Visions of lead coated beanie babies, killer cat food, and depleted uranium childrens candy came to mind.
I had seen this before and thought to myself that I needed to investigate further but I didn't until tonight.
My initial uneducated reaction is: This has to be REALLY fishy. How can a USDA Organic certification be enforced in not only a foreign country - but one with an atrocious environmental record and an closed and authoritarian government?
It turns out that my initial jump to conclusions was pretty much right.
After some serious digging I found a USDA Economic Research Service report titled "Imports from China and Food Safety."
Here is the main meat on how food is certified organic, its a little long and jargony but interesting. The main thrust is that the vast majority of inspection is done by a Chinese-government affiliated organization and that their are only a handful of third party inspectors. In any case, information is closely held by the Chinese government so it is impossible to know whether the standards are being followed or not.
In China, certifications and lab tests are performed mainly by government or government-affiliated organizations (Ye). Domestic “pollution-free” and “QS” certifications are performed by organizations affiliated with provincial agricultural or technical supervision bureaus. The sanitation certification for exporters is conducted by a team of provincial CIQ auditors, and products are
tested by CIQ. Only a few private-sector certifiers and labs have been accredited to work in China. HACCP certification for Chinese exporters is performed by provincial quarantine bureaus. CQC, China’s largest certification agency, also performs HACCP certifications, as well as organic, GAP, ISO 9000, and
other certif cations. CQC is nominally an independent entity but was a branch of AQSIQ until 2002. Wang and Ren concluded that water quality testing in China was beset by technical problems, funding and manpower shortages, and selective testing or manipulation of data by officials. Both overseas and domestic consumers might have greater confidence in Chinese food products if a wider range of certifiers and labs were given greater latitude to operate in China. Overseas consumers might have more confidence in government-sponsored tests and certifications if their results could be verified by private-sector third parties.
More on the Chinese government witholding information.
Alright, so if Chinese food imports are unsafe, wouldn't they be stopped at the border by our vigilant USDA inspectors? Well not really...
The general level of food safety in China seems to be improving, but it is difficult to assess the seriousness of problems or the degree of progress since information is closely guarded by the Chinese Government.

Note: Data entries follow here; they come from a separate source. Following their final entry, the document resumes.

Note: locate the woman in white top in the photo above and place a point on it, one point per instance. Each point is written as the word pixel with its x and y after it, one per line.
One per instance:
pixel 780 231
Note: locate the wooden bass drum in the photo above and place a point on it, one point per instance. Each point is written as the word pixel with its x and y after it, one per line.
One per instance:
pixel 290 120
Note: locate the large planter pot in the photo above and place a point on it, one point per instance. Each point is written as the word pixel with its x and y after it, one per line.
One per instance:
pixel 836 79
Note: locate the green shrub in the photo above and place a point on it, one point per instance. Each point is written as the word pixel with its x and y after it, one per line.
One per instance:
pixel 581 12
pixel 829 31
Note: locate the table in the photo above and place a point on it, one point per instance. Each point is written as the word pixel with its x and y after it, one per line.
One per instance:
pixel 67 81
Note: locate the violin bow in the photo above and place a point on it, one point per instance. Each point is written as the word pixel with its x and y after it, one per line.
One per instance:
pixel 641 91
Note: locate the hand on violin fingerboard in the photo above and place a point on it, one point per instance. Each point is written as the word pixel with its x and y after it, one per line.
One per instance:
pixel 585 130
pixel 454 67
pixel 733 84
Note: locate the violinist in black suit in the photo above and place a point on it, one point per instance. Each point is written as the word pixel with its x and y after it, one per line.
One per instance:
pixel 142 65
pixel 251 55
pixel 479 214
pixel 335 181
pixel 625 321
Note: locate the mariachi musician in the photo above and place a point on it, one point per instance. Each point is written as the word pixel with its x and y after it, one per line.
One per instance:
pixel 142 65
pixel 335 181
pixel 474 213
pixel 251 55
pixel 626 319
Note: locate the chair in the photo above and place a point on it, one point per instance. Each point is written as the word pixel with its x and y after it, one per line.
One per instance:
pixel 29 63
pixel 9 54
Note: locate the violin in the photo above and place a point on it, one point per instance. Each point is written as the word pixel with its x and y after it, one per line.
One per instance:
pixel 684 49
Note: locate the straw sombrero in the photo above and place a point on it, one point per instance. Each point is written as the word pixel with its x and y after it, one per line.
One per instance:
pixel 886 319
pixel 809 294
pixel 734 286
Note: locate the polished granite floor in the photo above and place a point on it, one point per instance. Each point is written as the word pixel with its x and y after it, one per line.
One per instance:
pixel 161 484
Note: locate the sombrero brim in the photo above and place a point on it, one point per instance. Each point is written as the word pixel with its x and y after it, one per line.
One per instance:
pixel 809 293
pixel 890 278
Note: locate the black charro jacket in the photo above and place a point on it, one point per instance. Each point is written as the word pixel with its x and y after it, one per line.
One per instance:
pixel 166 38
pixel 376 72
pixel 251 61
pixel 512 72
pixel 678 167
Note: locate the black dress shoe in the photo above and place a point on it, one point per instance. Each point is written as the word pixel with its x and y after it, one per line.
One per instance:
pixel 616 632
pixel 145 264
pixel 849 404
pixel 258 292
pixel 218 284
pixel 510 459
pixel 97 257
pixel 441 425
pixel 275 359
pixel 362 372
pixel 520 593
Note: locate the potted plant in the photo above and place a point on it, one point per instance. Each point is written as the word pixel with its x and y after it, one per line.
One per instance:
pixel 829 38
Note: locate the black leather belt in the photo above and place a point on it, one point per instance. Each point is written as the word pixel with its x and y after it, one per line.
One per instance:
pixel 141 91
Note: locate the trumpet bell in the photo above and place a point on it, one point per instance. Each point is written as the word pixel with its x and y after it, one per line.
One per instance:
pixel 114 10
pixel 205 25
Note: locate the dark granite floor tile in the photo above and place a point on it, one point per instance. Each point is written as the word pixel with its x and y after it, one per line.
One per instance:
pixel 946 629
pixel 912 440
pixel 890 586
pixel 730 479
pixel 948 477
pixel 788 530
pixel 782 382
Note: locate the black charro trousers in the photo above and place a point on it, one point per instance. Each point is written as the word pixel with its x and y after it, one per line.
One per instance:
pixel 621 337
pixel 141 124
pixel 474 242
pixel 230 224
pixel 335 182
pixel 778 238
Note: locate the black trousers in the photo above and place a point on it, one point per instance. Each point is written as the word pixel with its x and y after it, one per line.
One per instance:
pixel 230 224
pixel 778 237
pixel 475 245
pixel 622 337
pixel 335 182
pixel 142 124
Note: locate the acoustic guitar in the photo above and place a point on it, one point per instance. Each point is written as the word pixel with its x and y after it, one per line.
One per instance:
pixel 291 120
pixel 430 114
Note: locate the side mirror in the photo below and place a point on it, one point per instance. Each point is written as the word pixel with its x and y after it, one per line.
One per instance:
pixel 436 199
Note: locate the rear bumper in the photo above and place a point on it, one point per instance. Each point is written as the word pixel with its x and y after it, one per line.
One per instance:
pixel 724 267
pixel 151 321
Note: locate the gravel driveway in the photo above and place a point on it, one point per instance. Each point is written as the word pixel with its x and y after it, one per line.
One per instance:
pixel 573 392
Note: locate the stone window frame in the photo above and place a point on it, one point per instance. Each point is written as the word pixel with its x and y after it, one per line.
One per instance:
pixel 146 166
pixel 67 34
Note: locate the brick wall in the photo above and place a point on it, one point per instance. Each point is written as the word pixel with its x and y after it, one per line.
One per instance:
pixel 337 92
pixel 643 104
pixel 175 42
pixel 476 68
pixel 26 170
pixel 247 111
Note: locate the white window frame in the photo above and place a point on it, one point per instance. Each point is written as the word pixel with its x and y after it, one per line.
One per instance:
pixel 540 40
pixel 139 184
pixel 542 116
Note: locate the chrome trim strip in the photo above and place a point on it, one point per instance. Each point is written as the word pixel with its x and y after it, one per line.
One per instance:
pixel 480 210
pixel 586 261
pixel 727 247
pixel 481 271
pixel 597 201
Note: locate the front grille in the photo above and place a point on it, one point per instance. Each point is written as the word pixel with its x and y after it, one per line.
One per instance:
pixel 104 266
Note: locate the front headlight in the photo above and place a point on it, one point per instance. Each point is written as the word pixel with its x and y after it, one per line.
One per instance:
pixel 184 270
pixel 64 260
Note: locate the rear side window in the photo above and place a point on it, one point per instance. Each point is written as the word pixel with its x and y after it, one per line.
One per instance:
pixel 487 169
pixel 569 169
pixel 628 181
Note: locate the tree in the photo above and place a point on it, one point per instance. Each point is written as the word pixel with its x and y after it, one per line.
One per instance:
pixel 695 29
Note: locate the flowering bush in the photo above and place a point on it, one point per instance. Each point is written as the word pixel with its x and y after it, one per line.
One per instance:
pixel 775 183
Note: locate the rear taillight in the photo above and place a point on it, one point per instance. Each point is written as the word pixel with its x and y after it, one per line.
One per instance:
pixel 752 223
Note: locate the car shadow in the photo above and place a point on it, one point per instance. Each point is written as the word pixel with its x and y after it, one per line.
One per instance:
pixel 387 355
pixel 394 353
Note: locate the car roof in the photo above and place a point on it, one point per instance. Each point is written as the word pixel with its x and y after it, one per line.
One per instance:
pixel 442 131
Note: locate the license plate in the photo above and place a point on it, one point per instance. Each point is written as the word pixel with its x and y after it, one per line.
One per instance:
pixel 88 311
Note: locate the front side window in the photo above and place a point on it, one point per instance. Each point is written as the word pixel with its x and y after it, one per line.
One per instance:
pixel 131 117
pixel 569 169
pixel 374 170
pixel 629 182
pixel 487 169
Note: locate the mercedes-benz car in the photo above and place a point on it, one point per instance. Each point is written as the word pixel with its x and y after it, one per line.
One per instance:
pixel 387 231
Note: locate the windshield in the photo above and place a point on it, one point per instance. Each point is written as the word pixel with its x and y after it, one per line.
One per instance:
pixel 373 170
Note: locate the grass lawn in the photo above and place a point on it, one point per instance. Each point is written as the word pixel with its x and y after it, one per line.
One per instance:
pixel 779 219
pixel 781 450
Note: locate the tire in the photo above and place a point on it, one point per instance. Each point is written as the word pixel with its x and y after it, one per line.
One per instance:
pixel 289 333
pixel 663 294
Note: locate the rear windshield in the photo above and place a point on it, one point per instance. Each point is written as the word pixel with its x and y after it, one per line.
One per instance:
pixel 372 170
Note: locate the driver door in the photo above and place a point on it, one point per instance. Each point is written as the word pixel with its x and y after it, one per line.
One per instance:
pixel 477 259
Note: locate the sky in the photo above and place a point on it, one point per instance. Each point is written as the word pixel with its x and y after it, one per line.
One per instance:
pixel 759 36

FDA inspects less than 1 percent of food shipments
destined for the United States, and it performs laboratory examinations on an even smaller percentage of shipments. The refusal data do not include consistent measures of the value or volume of an entry line so we cannot calculate the value or share of food imports refused.
But when they do inspect:
Unsafe pesticide residues were found on some vegetables and their products: celery, soybeans, lotus, pea pods, mushrooms, scallions, ginger, and ginseng. Several shipments of purportedly organic beans and berries were refused for unsafe pesticide residues. A number of shipments of eels were also contaminated with pesticides.
What I take away from all of this is that it doesn't seem like a great idea for any country to be importing a significant amount of its food and that as a consumer you best bet is to know where your food comes from. Buying organic from across the planet or California when you live in Georgia is kind of missing the point.
And if you're wondering, my mom returned the veggies.